Non-spectral interference effects in inductively coupled plasma mass spectrometry using direct injection high efficiency and microconcentric nebulisation

Abstract

Non-spectral interference effects in inductively coupled plasma mass spectrometry (ICP-MS) were investigated for the direct injection high efficiency nebuliser (DIHEN) the large bore DIHEN (LB-DIHEN) and a microconcentric nebuliser (MCN) with a cyclone spray chamber. Interference effects from nitric and sulfuric acid, methanol and sodium nitrate solutions were studied. Eight elements with different ionisation potentials (IP) and atomic masses were monitored at various nebuliser gas flow rates. The processes giving rise to interference effects observed with the DIHEN were investigated by monitoring relative analyte sensitivities at different radial plasma positions. It was found that the average magnitude of interference effects decreased in the order MCN ≈ DIHEN > LB-DIHEN, showing that analytical performance is improved by removing the spray chamber.

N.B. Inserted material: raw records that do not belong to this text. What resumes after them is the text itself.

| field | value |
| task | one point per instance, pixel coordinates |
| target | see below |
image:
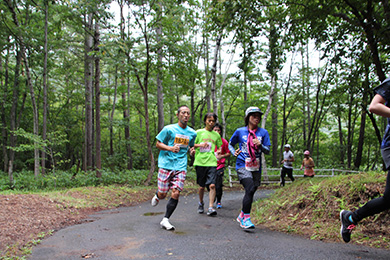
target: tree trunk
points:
(13, 126)
(4, 86)
(341, 140)
(275, 157)
(45, 106)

It is suggested that remaining interference effects observed for the DIHEN are caused by a matrix induced spatial redistribution of the aerosol in the plasma due to differences in droplet size distribution and density between water and the matrix solutions. In addition, the high plasma solvent load with the DIHEN results in a pronounced negative correlation between relative analyte signal magnitude and IP. For the LB-DIHEN, these effects were smaller, and other element specific interference effects dominated. For the eight elements monitored, element specific interference effects increased in the order MCN < DIHEN < LB-DIHEN. Transient acid effects were also investigated and found to be virtually eliminated by the use of a DIHEN instead of the MCN system. For the latter, stabilisation times of 3–10 min were necessary when changing the nitric acid concentration between 0.22 and 2.2 mol l−1.